Re: [PATCH v3 06/10] sched/fair: Use the prefer_sibling flag of the current sched domain

From: Ricardo Neri
Date: Fri Feb 24 2023 - 07:19:10 EST


On Thu, Feb 23, 2023 at 11:09:55AM +0100, Dietmar Eggemann wrote:
> On 16/02/2023 06:21, Ricardo Neri wrote:
> > On Mon, Feb 13, 2023 at 10:43:28PM -0800, Ricardo Neri wrote:
> >> On Mon, Feb 13, 2023 at 01:17:09PM +0100, Dietmar Eggemann wrote:
> >>> On 10/02/2023 19:31, Ricardo Neri wrote:
> >>>> On Fri, Feb 10, 2023 at 05:12:30PM +0000, Valentin Schneider wrote:
> >>>>> On 10/02/23 17:53, Peter Zijlstra wrote:
> >>>>>> On Fri, Feb 10, 2023 at 02:54:56PM +0000, Valentin Schneider wrote:
>
> [...]
>
> >>> Can you not detect the E-core dst_cpu case on MC with:
> >>>
> >>> + if (child)
> >>> + sds->prefer_sibling = child->flags & SD_PREFER_SIBLING;
> >>> + else if (sds->busiest)
> >>> + sds->prefer_sibling = sds->busiest->group_weight > 1;
> >>
> >> Whose child wants the prefer_sibling setting?
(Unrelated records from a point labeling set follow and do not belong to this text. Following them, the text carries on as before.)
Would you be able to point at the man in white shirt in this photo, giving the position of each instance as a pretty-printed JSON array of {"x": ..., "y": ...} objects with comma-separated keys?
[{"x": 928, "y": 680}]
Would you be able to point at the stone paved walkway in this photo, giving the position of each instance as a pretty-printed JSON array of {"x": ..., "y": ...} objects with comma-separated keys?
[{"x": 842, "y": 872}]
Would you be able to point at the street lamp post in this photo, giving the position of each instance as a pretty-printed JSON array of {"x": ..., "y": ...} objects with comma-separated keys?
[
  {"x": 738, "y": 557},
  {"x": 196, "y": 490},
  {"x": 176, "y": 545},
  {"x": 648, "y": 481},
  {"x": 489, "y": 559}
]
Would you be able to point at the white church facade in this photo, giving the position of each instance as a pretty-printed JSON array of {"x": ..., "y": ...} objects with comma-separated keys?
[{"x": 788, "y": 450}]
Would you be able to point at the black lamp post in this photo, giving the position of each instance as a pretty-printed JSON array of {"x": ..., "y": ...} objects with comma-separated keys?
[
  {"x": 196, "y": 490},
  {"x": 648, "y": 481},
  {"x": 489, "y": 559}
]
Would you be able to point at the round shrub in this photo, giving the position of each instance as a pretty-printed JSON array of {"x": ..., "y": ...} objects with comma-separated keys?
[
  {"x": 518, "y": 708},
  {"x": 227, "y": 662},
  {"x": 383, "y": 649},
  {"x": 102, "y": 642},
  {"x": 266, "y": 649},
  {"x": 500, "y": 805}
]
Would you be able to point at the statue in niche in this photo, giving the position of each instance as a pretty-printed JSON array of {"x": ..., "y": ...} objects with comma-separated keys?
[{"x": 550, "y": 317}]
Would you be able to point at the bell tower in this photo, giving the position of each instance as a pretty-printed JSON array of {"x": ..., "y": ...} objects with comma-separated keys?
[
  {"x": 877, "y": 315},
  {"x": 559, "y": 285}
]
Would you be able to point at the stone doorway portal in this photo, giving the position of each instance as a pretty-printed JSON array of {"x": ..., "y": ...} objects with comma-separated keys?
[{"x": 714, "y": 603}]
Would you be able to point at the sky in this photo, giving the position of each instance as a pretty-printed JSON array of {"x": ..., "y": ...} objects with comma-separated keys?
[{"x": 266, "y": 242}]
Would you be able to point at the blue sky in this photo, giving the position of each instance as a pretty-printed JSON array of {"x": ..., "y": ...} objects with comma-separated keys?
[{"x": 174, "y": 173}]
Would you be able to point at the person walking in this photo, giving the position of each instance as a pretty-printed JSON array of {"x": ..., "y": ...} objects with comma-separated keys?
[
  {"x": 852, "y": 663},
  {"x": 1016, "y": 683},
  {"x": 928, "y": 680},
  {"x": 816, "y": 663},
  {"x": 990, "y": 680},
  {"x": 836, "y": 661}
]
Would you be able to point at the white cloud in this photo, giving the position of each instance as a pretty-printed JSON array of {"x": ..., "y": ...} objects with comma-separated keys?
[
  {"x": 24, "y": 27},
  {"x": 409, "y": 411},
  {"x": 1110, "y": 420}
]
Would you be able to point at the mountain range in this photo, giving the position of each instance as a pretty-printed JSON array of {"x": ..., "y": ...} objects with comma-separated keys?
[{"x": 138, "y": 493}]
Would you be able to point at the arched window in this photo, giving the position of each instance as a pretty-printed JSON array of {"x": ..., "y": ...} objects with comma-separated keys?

In update_sd_lb_stats(), it
> >> is set based on the flags of the destination CPU's sched domain. But when
> >> used in find_busiest_group() tasks are spread from the busiest group's
> >> child domain.
> >>
> >> Your proposed code, also needs a check for SD_PREFER_SIBLING, no?
> >
> > I tweaked the solution that Dietmar proposed:
> >
> > - sds->prefer_sibling = child && child->flags & SD_PREFER_SIBLING;
> > + if (sds->busiest)
> > + sds->prefer_sibling = sds->busiest->flags & SD_PREFER_SIBLING;
>
> Maybe:
>
> sds->prefer_sibling = !!(sds->busiest->flags & SD_PREFER_SIBLING);
>
> 1 vs 2048 ?

Sure, I can do this.
>
> > This comes from the observation that the prefer_sibling setting acts on
> > busiest group. It then depends on whether the busiest group, not the local
> > group, has child sched sched domains. Today it works because in most cases
> > both the local and the busiest groups have child domains with the SD_
> > PREFER_SIBLING flag.
> >
> > This would also satisfy sched domains with the SD_ASYM_CPUCAPACITY flag as
> > prefer_sibling would not be set in that case.
> >
> > It would also conserve the current behavior at the NUMA level. We would
> > not need to implement SD_SPREAD_TASKS.
> >
> > This would both fix the SMT vs non-SMT bug and be less invasive.
>
> Yeah, much better! I always forget that we have those flags on SGs now
> as well. Luckily, we just need to check busiest sg to cover all cases.

Right. I can add a comment to clarify from where the flags come.